Hampir setiap orang yang menemuinya ingin segera mencium tangannya. Jarang keluar kota, ia lebih banyak mengajar dan sekaligus menjadi khadam (pelayan) Majelis Al Habib Abubakar bin Muhammad Assegaf RA, di dekat rumahnya. Hampir setiap hari ia mengajar kitab Ihya Ulumuddin dan kitab-kitab klasik kepada jamaahnya. Puncaknya pada pertengahan bulan Dzulhijjah pada saat haul Al Habib Abubakar bin Muhammad Assegaf RA. Di majelis ini, dia menemui banyak tamunya, yang tak pernah sepi.

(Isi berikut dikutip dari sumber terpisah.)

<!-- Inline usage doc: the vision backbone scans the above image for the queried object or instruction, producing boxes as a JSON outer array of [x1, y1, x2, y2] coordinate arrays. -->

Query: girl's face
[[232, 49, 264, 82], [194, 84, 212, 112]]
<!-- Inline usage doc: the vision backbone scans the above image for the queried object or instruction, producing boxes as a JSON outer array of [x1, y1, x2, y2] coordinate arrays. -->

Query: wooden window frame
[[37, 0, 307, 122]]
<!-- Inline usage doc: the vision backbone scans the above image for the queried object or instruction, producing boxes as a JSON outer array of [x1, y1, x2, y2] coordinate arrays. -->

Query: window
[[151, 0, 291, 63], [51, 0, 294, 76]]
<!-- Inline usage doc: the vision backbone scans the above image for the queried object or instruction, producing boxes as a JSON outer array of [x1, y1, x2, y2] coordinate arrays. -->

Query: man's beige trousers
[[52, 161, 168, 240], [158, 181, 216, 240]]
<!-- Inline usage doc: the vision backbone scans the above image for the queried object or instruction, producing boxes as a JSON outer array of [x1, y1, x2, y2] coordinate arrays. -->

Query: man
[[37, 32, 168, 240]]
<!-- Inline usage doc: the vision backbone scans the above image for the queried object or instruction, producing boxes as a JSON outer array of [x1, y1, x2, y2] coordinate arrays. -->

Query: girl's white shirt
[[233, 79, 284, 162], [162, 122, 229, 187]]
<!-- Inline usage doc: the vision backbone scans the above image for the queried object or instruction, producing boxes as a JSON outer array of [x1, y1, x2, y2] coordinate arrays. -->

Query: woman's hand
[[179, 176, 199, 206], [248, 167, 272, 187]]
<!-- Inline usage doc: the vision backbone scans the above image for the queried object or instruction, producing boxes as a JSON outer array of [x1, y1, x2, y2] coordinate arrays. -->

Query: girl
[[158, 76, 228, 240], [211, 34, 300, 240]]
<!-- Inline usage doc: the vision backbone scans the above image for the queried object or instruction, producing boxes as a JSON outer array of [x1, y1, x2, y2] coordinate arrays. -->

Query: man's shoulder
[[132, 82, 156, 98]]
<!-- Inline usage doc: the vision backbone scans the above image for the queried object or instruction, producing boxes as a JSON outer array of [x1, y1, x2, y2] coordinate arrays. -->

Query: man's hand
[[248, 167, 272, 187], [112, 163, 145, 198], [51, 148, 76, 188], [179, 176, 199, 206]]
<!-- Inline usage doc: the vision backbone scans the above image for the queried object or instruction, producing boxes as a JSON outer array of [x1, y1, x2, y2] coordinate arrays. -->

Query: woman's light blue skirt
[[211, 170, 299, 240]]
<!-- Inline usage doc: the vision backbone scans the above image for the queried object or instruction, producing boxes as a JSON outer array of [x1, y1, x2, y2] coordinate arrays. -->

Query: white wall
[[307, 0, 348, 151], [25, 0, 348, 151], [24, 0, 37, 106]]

Rumah Al Habib Abubakar RA ini senantiasa terbuka untuk siapa saja. Ia kerap berbicara dalam bahasa Arab dengan tamu-tamunya dari luar negeri, dengan bahasa Arab yang tinggi, yang menandakan keterpelajarannya serta kualitas pengetahuannya. Wibawa Al Habib Husein RA akan terlihat jika ia tampil dalam kerumunan kalangan habaib. Misalnya, pada suatu acara rauhah (acara kekeluargaan di kalangan Alawiyyin – keturunan Alawiy).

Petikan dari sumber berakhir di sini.